The large language model (Large Language Model, LLM) refers to a deep learning model trained using large amounts of text data that can generate natural language text or understand the meaning of language text. LLM can handle a variety of natural language tasks, such as text classification, questions and answers, dialogue, etc., and is an important approach to artificial intelligence.
The existing LLM cannot be combined with a knowledge graph, and further cannot be better applied to government service scenes, so that a government service question-answering method based on a knowledge graph reinforced large language model is needed.
Disclosure of Invention
The embodiment of the invention aims to provide a government service question-answering method based on a knowledge graph enhanced large language model, which is used for solving the problem that LLM (logical level management) cannot be combined with the knowledge graph and cannot be better applied to government service scenes in the prior art.
In order to achieve the above object, an embodiment of the present invention provides a government service question-answering method based on a knowledge graph enhanced large language model, the method specifically comprising:
acquiring historical problems, and constructing a government service knowledge graph based on the historical problems;
extracting answers to the historical questions, and constructing a common question answering library based on the historical questions and answers corresponding to the historical questions;
obtaining an original government service document, logically dividing the original government service document by different dividing methods to obtain fragments, inputting the fragments into a large language model for vectorization to obtain fragment vectors;
acquiring a user problem, and judging whether the user problem is matched with a historical problem in a common problem solution library;
if so, outputting a question answer based on the answer of the history question;
if the user questions are not matched, carrying out knowledge linking on the user questions and a government service knowledge graph to obtain a plurality of knowledge, and inputting the plurality of knowledge into the large language model one by one to carry out vectorization to obtain a knowledge vector; meanwhile, inputting the user problem into a large language model for vectorization to obtain a complete problem vector;
performing joint search based on the knowledge vector and the complete problem vector to obtain a candidate document fragment list;
and inputting the candidate document fragment list into the large language model to generate a question answer.
Based on the technical scheme, the invention can also be improved as follows:
further, the obtaining the historical problem, constructing a government service knowledge graph based on the historical problem, includes:
constructing a business knowledge system, including classifying business domains of government services, refining user objects of government services, refining business scenes of government services and refining business processes of government services.
Further, the obtaining the historical problem, constructing a government service knowledge graph based on the historical problem, includes:
extracting a service label corresponding to the history problem;
and splitting the complex service into a plurality of sub-services, and performing cross-service association on the sub-services.
Further, the extracting the answers of the historical questions, and constructing a common question answer library based on the historical questions and the answers corresponding to the historical questions, includes:
extracting key questions from the historical questions, and constructing a key question solution library based on the key questions;
and extracting answers corresponding to the key questions, and constructing a key question answer library.
Further, the extracting the answers of the historical questions, constructing a common question answer library based on the historical questions and the answers corresponding to the historical questions, and further includes:
after obtaining the answers of the key questions, checking the answers, and judging whether the answers are correct or not;
when the answer is correct, determining an answer corresponding to the history question;
and when the answer is wrong, re-acquiring the answer corresponding to the key question, and checking the answer until the answer is correct.
Further, the obtaining the user problem, judging whether the user problem is matched with the historical problem in the common problem solution library, further includes:
judging whether the user problem only comprises one problem or not;
if the user problem comprises two or more problems, splitting the user problem to obtain a plurality of sub-problems;
inputting the sub-questions into a large language model to obtain business categories corresponding to the sub-questions;
if the user question only comprises one question, judging whether the user question is matched with the historical questions in the common question answering library.

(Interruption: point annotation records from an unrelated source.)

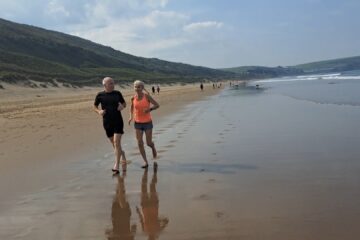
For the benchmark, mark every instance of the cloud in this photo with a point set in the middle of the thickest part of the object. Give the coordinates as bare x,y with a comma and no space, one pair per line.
192,27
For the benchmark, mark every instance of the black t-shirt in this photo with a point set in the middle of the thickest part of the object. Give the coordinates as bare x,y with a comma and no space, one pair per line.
109,102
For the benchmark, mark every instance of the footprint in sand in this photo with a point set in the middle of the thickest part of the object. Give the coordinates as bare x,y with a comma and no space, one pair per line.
202,197
219,214
133,154
169,146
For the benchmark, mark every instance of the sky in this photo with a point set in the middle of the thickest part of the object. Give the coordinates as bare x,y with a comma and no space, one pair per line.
211,33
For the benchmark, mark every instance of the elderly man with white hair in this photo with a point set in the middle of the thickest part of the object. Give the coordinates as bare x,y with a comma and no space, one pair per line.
112,103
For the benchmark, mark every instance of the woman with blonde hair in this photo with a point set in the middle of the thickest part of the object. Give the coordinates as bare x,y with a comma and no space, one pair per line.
141,106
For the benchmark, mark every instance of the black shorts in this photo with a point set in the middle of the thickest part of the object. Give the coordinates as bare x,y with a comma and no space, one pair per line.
112,127
143,126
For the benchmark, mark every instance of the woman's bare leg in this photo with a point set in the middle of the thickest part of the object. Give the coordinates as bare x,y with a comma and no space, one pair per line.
150,143
139,137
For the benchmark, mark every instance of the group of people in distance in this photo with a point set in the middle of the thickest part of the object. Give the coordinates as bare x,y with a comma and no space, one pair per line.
112,103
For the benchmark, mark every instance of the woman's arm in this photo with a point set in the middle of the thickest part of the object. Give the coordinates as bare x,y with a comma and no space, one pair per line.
131,110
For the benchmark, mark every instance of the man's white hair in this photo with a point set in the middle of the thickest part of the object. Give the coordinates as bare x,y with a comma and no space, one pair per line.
139,83
106,79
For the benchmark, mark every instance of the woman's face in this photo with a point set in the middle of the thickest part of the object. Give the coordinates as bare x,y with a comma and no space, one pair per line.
138,88
109,85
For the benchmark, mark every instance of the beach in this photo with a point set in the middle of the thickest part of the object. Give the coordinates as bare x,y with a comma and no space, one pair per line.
234,163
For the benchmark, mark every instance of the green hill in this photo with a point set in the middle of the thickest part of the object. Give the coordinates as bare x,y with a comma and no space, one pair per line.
32,53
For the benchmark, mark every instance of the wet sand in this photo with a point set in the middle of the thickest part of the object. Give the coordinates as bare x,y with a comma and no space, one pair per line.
41,129
237,165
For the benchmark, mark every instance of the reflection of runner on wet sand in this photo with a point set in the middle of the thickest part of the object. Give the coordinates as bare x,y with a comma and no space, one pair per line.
120,215
151,223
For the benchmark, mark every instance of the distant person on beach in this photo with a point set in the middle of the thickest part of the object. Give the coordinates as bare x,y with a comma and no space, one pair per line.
151,223
158,89
112,103
140,113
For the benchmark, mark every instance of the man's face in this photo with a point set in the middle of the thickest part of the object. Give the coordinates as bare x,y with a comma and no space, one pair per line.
109,85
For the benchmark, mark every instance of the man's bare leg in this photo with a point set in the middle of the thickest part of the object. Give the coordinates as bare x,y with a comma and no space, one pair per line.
117,150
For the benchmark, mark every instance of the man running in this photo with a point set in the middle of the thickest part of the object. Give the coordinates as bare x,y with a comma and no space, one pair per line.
112,102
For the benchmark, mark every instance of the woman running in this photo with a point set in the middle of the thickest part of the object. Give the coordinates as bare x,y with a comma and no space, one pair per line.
140,112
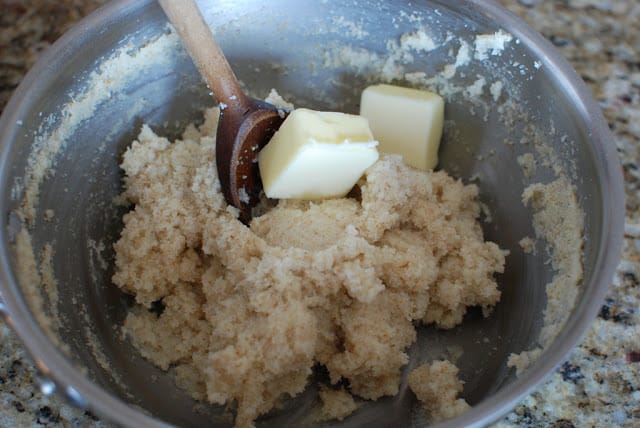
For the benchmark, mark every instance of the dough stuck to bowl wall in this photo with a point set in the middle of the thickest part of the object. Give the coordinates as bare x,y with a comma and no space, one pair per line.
243,317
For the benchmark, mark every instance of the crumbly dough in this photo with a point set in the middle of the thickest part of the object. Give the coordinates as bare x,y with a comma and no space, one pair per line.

Further, the obtaining the user problem and judging whether the user problem is matched with the historical problem in the common problem solution library includes:
according to the user questions, executing the common question solution library matching; the implementation mode comprises vector-based direct search, knowledge vector-based search and tag matching.
Further, the obtaining the user problem and judging whether the user problem is matched with the historical problem in the common problem solution library includes:
preferentially executing the matching of the key problem solution library and the user problem;
and if the key problem solving library cannot be matched with the user problem, executing the matching of the common problem library and the user problem.
Further, the performing a joint search based on the knowledge vector and the complete problem vector to obtain a candidate document fragment list includes:
and when the candidate document fragment list is not retrieved, re-acquiring the supplementary questions of the user questions until the candidate document fragment list is retrieved.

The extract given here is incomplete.